AN urgent review is under way at Wigan Infirmary after a report revealed a staffing shortage at its accident and emergency department.
Health bosses launched the probe following a BBC investigation which wrongly claimed that Wrightington, Wigan and Leigh NHS Foundation Trust (WWL) had four more staff than was necessary to run the department.
However, bosses at Wigan Infirmary say a Freedom of Information request was misleading and that they do not have enough staff members and are currently reviewing the issue as a major priority. The BBC report claimed that one trust (Barking, Havering and Redbridge University Hospitals NHS Trust) was 129 staff short of the adequate number to run its A&E department, which critics say is impossible as it would cease to function as a department. Hospital officials say the wording of the FOI request was ambiguous and say it did not take into account that many trusts use locums, bank and agency staff to fill gaps.

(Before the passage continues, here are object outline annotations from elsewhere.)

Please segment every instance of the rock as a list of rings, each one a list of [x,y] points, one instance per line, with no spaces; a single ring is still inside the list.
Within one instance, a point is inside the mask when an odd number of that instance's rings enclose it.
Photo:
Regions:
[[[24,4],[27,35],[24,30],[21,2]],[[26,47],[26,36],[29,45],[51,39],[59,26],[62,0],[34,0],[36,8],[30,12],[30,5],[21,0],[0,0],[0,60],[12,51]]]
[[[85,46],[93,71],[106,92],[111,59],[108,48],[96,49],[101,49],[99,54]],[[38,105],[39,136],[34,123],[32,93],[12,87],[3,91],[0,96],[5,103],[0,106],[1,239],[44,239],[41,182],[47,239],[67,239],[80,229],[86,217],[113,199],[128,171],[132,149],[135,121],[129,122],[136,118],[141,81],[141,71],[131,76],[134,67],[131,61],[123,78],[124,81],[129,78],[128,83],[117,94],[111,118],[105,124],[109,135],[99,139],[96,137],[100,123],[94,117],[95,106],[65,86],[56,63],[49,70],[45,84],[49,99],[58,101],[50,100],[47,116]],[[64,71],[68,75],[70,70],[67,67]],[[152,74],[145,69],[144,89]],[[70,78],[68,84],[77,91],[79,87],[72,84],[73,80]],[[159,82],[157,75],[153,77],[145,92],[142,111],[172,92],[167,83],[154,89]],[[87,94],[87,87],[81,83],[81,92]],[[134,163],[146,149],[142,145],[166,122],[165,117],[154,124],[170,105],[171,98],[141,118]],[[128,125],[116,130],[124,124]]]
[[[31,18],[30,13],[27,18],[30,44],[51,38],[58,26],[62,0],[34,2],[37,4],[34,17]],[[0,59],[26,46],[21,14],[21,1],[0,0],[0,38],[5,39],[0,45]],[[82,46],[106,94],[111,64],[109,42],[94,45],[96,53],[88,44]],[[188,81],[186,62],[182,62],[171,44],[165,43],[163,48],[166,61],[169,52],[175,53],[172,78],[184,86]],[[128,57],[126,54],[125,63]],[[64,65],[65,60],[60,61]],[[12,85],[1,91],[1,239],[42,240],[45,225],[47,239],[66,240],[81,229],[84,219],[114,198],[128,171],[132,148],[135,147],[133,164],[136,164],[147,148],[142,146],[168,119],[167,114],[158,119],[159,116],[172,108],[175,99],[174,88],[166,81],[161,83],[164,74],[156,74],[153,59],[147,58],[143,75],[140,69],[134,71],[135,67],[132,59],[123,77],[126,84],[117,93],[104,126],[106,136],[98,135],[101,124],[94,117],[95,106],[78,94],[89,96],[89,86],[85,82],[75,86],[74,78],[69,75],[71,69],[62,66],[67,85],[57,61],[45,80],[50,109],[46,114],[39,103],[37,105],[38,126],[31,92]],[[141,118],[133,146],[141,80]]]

Health chiefs said they are, in fact, at least four members of staff down.
Fiona Noden, Director of Operations and Performance at WWL, said: “We can confirm that we actually refute the BBC table which indicates that WWL has a surplus of four staff in our accident and emergency Department.
“When we have reviewed the Freedom of Information Act response it shows that at the time of the request we actually had a shortfall of four established staff in the department.
“We are also about to embark on a staffing review in the department to ensure that we have the correct staff with the correct skills.”
The Department of Health said A&E staffing was an ongoing problem, but action was being taken.
A&E services came under extreme pressure last winter and the Government’s four-hour waiting time target was regularly breached. This was partly as a result of more patients coming through the door, but also because of problems recruiting staff.
Leigh MP and shadow health secretary Andy Burnham said cuts to council social care services had led to an increase in elderly patients turning up at to hospitals, and A&E departments had come under pressure because of difficulties with the new 111 telephone advice service and reductions in nursing jobs.
He said: “What I’m saying to the Government is they must urgently get a grip on the underlying causes of this pressure and particularly ensure that all hospitals in England have enough staff to provide safe care.”